To answer these questions, Crick proposed two hypotheses.
The messenger hypothesis and transcription
To answer the first question, Crick and his colleagues proposed the messenger hypothesis. They proposed that an RNA molecule forms as a complementary copy of one DNA strand of a particular gene. The process by which this RNA forms is called transcription). This messenger RNA or mRNA, then travels from the nucleus to the cytoplasm, where it serves as a template for the synthesis of proteins.
Crick’s hypothesis has been tested repeatedly for genes that code for proteins and the answer is always the same: each gene sequence in DNA that codes for a protein is expressed as a sequence in mRNA.
The adapter hypothesis and translation
To answer the second question, Crick proposed the adapter hypothesis: there must be an adapter molecule that can bind a specific amino acid with one region and recognize a sequence of nucleotides with another region. In due course, these adapters, called transfer RNA or tRNA, were identified. Because they recognize the genetic message of mRNA and simultaneously carry specific amino acids, tRNAs can translate the language of DNA into the language of proteins.
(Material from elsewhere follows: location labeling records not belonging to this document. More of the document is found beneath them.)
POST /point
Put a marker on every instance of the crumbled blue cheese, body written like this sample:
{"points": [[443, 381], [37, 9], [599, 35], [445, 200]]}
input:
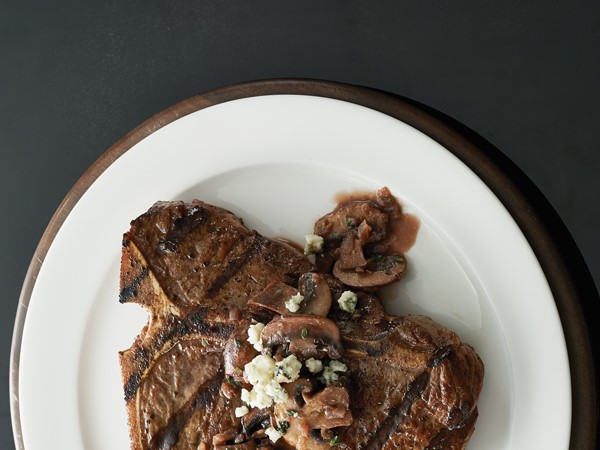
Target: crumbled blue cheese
{"points": [[314, 365], [241, 411], [257, 397], [254, 335], [274, 390], [265, 375], [314, 244], [273, 434], [288, 369], [260, 370], [293, 304], [347, 301], [330, 371]]}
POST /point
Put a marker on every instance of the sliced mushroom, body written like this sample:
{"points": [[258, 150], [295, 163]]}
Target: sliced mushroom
{"points": [[273, 297], [379, 271], [351, 250], [316, 292], [238, 352], [256, 420], [329, 408], [221, 439], [348, 216], [306, 336]]}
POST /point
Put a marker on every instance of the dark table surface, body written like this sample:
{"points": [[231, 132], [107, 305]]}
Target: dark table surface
{"points": [[78, 75]]}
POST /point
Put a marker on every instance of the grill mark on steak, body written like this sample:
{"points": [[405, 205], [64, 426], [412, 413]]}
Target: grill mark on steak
{"points": [[167, 438], [234, 266], [416, 384], [192, 325], [182, 227], [439, 355], [130, 291], [394, 420]]}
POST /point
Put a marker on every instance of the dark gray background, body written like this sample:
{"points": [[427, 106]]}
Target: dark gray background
{"points": [[77, 75]]}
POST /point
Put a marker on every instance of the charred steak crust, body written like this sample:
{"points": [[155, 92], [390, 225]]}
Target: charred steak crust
{"points": [[194, 266]]}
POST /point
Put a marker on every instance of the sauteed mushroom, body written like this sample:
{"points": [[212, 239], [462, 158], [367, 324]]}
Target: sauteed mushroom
{"points": [[306, 336]]}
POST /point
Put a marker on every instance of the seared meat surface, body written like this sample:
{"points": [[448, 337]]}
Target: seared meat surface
{"points": [[204, 278]]}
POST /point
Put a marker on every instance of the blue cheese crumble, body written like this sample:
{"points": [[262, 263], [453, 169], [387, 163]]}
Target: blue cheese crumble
{"points": [[347, 301], [241, 411], [254, 335], [330, 372], [314, 244], [266, 376], [273, 434], [293, 304], [314, 365]]}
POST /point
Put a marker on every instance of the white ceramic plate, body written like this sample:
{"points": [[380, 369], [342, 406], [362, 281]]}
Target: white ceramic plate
{"points": [[278, 161]]}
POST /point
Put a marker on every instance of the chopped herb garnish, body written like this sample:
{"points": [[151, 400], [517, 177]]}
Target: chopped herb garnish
{"points": [[283, 426], [334, 441], [233, 383], [378, 258]]}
The tRNA adapters line up on the mRNA so that the amino acids are in the proper sequence for a growing polypeptide chain — a process called translation. Once again, actual observations of the expression of thousands of genes have confirmed the hypothesis that tRNA acts as the intermediary between the nucleotide sequence information in mRNA and the amino acid sequence in a protein. Summarizing the main features of the central dogma, the messenger hypothesis and the adapter hypothesis, we may say that a given gene is transcribed to produce a messenger RNA (mRNA) complementary to one of the DNA strands, and that transfer RNA (tRNA) molecules translate the sequence of bases in the mRNA into the appropriate sequence of linked amino acids during protein synthesis.
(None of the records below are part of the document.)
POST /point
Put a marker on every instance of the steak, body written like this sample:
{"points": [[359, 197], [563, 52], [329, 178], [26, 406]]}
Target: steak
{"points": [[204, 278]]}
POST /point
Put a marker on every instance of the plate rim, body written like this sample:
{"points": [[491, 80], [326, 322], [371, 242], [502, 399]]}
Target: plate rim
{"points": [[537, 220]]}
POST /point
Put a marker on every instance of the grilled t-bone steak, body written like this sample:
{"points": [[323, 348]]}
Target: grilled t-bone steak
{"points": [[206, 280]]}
RNA viruses modify the central dogma
Certain viruses are rare exceptions to the central dogma. Viruses are infectious particles that reproduce inside cells.
Many viruses, such as the tobacco mosaic virus, influenza virus, and poliovirus, have RNA rather than DNA as their genetic material. With its nucleotide sequence, RNA could potentially act as an information carrier and be expressed as proteins. But since RNA is usually single-stranded, its replication is a problem. The viruses generally solve this problem by transcribing from RNA to RNA, making an RNA strand that is complementary to their genome. This “opposite” strand is then used to make multiple copies of the viral genome by transcription. The human immunodeficiency virus (HIV) and certain rare tumor viruses also have RNA as their genome, but do not replicate it as RNA-to-RNA. Instead, after infecting a host cell, they make a DNA copy of their genome and use it to make more RNA. This RNA is then used both as genomes for more copies of the virus and as mRNA to produce viral proteins. Synthesis of DNA from RNA is called reverse transcription, and not surprisingly, such viruses are called retroviruses.